Sexualité et qualité de vie chez les ainées

Une sexualité heureuse gage de qualité de vie chez les ainées ? Telle semble être la conclusion d’une récente étude américaine sur les conséquences d’une sexualité riche sur la qualité de vie des femmes âgées.

Une bonne sexualité pour une vieillesse heureuse

Les chercheurs de l’Université de Californie de San Diego viennent de publier les résultats d’une récente étude portant sur les conséquences d’une sexualité épanouie sur le bien-être des dames seniors. Effectuée auprès de 1 235 femmes de 60 à 89 ans, l’enquête rapporte que pour elles, bien-être et vie sexuelle satisfaisante sont évidemment liés. En effet, une bonne sexualité semble les rendre plus heureuses. Pour illustrer ces affirmations, citons une déclaration de l’actrice Jane Fonda qui affirme dans son autobiographie devoir son excellente forme physique à une vie sexuelle intense.

Toujours selon cette étude publiée dans la très sérieuse revue scientifique Journal of the American Geriatric Society, si l’activité sexuelle baisse avec l’âge, elle est toujours perçue très positivement. Tout d’abord, 70 % des femmes de 60 ans et plus affirment avoir eu une relation charnelle au cours des six derniers mois, 57 % pour celles de 70 ans contre 31 % pour les octogénaires. Toutes s’accordent à dire que la seule impression d’avoir des relations sexuelles épanouies les ferait voir la vie plus belle ! La fréquence de ces rapports ne leur semble pas aussi importante que l’impression qu’ils leur laissent.

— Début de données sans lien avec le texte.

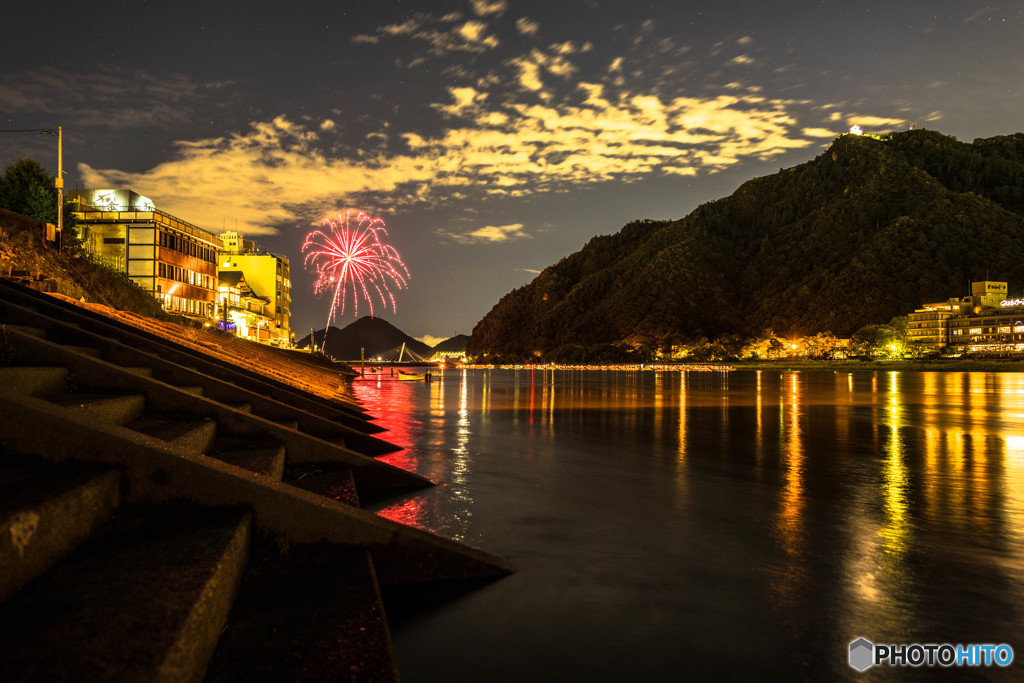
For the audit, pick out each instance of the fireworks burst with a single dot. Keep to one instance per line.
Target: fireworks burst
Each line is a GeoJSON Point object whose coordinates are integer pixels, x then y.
{"type": "Point", "coordinates": [352, 261]}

Une sexualité plus assumée

En France, une étude certes plus ancienne a montré que les femmes de plus de 50 ans sont toutes autant sexuellement actives de nos jours que les hommes du même âge. Face à la question, les deux sexes ont cependant des comportements qui diffèrent. Pour les femmes, la sexualité est avant tout reliée à l’affectivité et à la conjugalité. Entre 60 et 69 ans, les femmes voient moins la sexualité comme un facteur important pour leur équilibre personnel, contrairement aux hommes qui s’en préoccupent toujours autant. Elles sont en outre très minoritaires à considérer la sexualité en dehors d’une relation amoureuse.

Il faut savoir qu’à partir de 50 ans, certaines modifications apparaissent dans la physiologie sexuelle. Cependant, un couple heureux et en bonne santé ne connaitra pas de baisse d’activités sexuelles malgré les bouleversements hormonaux. Mais d’autres causes peuvent influencer la perte de désir comme la dépression ou d’autres états de stress. Il est également à noter que les seniors de notre génération ont vécu eux la libération des mœurs, ce qui explique cette revendication d’une sexualité assumée et plus osée qu’au cours des générations précédentes.